Saturday, April 3, 2010

Next step for Review-MB

Outline for Review-MB (from previous post):

Introduction:  What competence and transformation are, and what their consequences are (genetic and otherwise). Mechanisms are quite conserved (or convergent) but regulation is complex and very variable.  Studies of regulation have generally been interpreted in a genetic-consequence framework.  We will try to take a broader view.


Organism-by-organism analysis (including relatives that have similar regulation)

  • Bacillus subtilis.  Here also discuss quorum sensing/diffusion sensing.
  • Streptococcus pneumoniae
  • Acinetobacter
  • Thermus
  • Other Gram positive bacteria
  • Haemophilus influenzae
  • Vibrio cholerae
  • Escherichia coli
  • Pseudomonas
  • Neisseria
Summary/Conclusions

Plans:

In the introduction to regulation, distinguish between genes for DNA uptake (call these 'competence genes'?), genes affecting what happens to DNA in the cytoplasm (degradation, protection, recombination), and genes with no apparent connection to DNA uptake.  Also genes that are in competence regulons and/or consistently associated with competence but also common or ubiquitous in bacteria not known to take up DNA.  Also distinguish between what happens in lab culture and under more natural conditions.
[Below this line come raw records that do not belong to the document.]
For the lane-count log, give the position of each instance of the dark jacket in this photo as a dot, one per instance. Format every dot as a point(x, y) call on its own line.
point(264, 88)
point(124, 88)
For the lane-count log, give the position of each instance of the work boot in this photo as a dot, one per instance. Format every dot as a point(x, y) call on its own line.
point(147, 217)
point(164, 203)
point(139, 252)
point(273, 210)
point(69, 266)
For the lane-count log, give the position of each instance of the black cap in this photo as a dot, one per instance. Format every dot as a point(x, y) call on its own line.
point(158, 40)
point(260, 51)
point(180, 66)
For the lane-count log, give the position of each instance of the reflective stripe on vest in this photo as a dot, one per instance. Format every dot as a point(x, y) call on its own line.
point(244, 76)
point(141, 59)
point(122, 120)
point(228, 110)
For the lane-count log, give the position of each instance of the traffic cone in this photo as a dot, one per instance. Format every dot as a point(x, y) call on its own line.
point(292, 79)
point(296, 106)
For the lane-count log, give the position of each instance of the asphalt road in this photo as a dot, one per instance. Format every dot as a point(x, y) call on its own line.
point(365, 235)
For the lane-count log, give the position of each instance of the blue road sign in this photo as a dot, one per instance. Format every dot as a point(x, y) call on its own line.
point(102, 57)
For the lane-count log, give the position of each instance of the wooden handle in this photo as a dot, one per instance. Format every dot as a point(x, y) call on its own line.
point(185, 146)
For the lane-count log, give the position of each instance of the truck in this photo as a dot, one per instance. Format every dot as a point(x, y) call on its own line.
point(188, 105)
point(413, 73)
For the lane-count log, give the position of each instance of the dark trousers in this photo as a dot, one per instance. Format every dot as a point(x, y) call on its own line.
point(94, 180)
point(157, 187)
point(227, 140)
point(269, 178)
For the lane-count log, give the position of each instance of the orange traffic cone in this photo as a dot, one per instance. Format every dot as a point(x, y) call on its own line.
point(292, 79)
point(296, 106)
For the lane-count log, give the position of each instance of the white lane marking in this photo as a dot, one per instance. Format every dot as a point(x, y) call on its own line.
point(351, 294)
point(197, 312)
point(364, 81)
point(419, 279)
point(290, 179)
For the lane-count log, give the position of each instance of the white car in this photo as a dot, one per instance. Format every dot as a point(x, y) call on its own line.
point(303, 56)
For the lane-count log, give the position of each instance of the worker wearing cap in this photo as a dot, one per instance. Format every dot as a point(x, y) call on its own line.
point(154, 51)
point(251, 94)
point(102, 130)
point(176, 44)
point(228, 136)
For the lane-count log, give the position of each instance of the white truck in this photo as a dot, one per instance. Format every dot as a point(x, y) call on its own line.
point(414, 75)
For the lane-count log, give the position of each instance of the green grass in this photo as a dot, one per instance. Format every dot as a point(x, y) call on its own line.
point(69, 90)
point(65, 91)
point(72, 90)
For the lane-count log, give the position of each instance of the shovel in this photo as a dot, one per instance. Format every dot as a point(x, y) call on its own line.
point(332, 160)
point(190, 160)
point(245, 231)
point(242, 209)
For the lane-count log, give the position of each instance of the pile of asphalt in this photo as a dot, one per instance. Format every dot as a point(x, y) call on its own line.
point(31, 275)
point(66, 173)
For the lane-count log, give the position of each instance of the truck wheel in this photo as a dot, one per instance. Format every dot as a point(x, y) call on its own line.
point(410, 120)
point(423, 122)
What are the points to consider, for each organism?
  • Under what culture conditions is competence observed?
  • Is there a regulon that unites most or all of the genes needed for DNA uptake?  
  • If there is no regulon, are individual DNA uptake genes known to be regulated?
  • If not, is there any evidence implicating regulation?
  • If there is a regulon, are some known DNA uptake genes outside of this regulon ?  If so, are they known to be regulated?
  • What other genes belong to this regulon?  Have microarrays been used to characterize the regulon?  

Maybe I should discuss the Gram negative bacteria first, because what we know of their regulation is much simpler.  For H. influenzae, it's one regulon with few genes not involved in DNA uptake.